Klacht belastingadviseur tegen RA afgewezen
Door Jan Smit
Zaaknr. 20/1118
Wij schreven eerder over deze zaak: ‘Advies getuige-deskundige RA bij scheiding ondermaats’
De klacht van een belastingadviseur tegen een – inmiddels voormalige – RA die optrad als getuige-deskundige in zijn echtscheidingsprocedure is door de Accountantskamer deels ongegrond en deels niet-ontvankelijk verklaard.
Volgens klager stonden de twee conceptadviezen die de uit Eindhoven afkomstige ex-RA samen met een fiscalist heeft opgesteld vol fouten. Ook was de (klagende) belastingadviseur verbolgen over het feit dat het niet is gekomen tot een definitief advies.
De inmiddels acht jaar voortslepende echtscheidingszaak ligt inmiddels bij het gerechtshof. De affaire draait om de bepaling van de liquidatiewaarde van de BV van de belastingadviseur. Die is nodig voor de afkoop van het pensioen van de vrouw.
Het hof gelastte twee jaar geleden de inschakeling van een getuige-deskundige. De keuze viel op de RA, die al zo’n 35 jaar regelmatig als expert door de rechtbank en het hof in Den Bosch wordt ingeschakeld. De RA riep dit advies de hulp in van een belastingdeskundige in. Samen schreven zij twee conceptadviezen.
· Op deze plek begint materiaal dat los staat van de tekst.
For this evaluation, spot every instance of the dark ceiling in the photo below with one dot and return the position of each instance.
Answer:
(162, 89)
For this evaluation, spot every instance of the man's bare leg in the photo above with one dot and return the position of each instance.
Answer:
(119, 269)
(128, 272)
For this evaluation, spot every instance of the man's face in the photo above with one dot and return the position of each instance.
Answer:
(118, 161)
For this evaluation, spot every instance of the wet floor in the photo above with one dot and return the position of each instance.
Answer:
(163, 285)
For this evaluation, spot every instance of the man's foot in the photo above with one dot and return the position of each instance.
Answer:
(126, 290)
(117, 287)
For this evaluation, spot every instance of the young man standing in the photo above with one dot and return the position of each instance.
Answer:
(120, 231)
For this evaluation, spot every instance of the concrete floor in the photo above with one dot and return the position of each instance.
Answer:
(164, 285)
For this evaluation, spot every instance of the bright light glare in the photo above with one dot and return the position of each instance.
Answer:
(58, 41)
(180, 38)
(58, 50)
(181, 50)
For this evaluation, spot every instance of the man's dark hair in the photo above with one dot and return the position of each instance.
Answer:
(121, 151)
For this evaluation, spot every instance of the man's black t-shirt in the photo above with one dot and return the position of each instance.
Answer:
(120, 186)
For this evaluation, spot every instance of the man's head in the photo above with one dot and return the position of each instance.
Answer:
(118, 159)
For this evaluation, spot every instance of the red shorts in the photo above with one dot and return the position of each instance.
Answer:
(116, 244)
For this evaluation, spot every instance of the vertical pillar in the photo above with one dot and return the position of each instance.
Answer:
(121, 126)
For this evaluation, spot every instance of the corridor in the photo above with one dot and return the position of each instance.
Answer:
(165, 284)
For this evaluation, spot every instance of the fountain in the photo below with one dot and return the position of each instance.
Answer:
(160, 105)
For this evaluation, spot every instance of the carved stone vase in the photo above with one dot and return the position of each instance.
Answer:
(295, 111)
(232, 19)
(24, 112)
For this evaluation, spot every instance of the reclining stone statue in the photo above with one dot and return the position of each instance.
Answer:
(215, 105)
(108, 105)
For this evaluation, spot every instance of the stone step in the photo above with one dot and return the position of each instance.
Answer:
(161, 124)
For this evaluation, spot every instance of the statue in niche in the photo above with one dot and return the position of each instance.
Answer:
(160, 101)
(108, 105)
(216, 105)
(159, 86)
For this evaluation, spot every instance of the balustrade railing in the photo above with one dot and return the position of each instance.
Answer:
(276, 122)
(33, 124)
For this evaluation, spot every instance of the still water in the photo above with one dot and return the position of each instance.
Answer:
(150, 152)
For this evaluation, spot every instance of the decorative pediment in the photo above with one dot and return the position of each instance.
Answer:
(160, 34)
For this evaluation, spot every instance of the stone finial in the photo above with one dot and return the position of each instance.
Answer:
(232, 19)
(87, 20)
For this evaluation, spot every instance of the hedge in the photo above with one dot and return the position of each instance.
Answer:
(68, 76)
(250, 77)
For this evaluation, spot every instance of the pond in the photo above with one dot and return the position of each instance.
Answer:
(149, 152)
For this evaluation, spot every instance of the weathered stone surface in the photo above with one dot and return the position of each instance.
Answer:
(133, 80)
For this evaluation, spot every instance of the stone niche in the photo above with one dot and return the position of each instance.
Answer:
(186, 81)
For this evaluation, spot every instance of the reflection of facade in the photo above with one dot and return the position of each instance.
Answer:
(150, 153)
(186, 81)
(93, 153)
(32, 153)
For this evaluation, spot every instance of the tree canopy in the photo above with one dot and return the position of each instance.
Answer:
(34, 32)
Volgens klager mankeert er veel aan deze rapporten. Hij noemde de auteurs ‘ondeskundig’ en ‘onprofessioneel’ en schakelde zelf drie ‘topdeskundigen’ in, onder wie een pensioenexpert die ‘zelfs minister Wiebes adviseert bij het uitfaseren van het pensioenstelsel’. Deze deskundigen concludeerden volgens klager unisono dat het advies van deze RA en fiscalist niet deugde.
In het advies staat onder meer dat de commerciële waarde van de pensioenverplichtingen moeten worden bepaald op datum echtscheiding. Volgens klager en zijn adviseurs moet dit gebeuren per actuele waarde. Ook is er in het advies niet geïndexeerd terwijl dit volgens hem wel had gemoeten en hebben de RA en de fiscalist een verkeerde berekeningsgrondslag gehanteerd.
Verder staan beide conceptadviezen volgens klager ‘bol van de aannames’. En die pakken veelal voordelig uit voor zijn ex, aldus de belastingadviseur tijdens de zitting. “De gevolgen zijn draconisch. Het geld gaat allemaal uit de BV en ik mag straks afrekenen met de fiscus.”
De RA en Marc Kelder, zijn advocaat, zien dat duidelijk anders. Volgens Kelder
hebben de klachten deels betrekking op de formulering van de vragen die het hof de RA als getuige-deskundige heeft voorgelegd. Daarin staat bijvoorbeeld dat ‘de commerciële waarde van de pensioenverplichtingen moeten worden bepaald op datum echtscheiding’. Kelder: “Mijn client geeft antwoord op de vragen van het hof. Als die niet deugen, valt dat niet mijn client aan te rekenen.”
Van eventuele partijdigheid van de accountant was volgens Koster evenmin sprake.
Dat het nooit tot een definitieve advies is gekomen, was volgens de advocaat een ongelukkige samenloop van omstandigheden. De fiscalist met wie de RA de conceptadviezen heeft geschreven, haakte af; bij haar echtgenoot werd een ernstige ziekte geconstateerd waardoor hij niet lang meer te leven had. De RA liet zich op 1 januari 2020 uitschrijven uit het register.
De Accountantskamer geeft de RA en zijn advocaat hierin gelijk. Volgens de tuchtrechters was het aan de civiele rechter om de getuige-deskundige te vragen om een definitief advies. Omdat dit niet is gebeurd kan volgens de tuchtrechters niet worden gesteld dat de RA tuchtrechtelijk verwijtbaar heeft gehandeld.
Ook de andere klachtonderdelen zijn volgens het gremium grotendeels ongegrond. Van partijdigheid is bijvoorbeeld niets gebleken. Evenmin heeft klager ‘aannemelijk gemaakt dat het conceptrapport verwijtbare onjuistheden bevat of misleidend is’.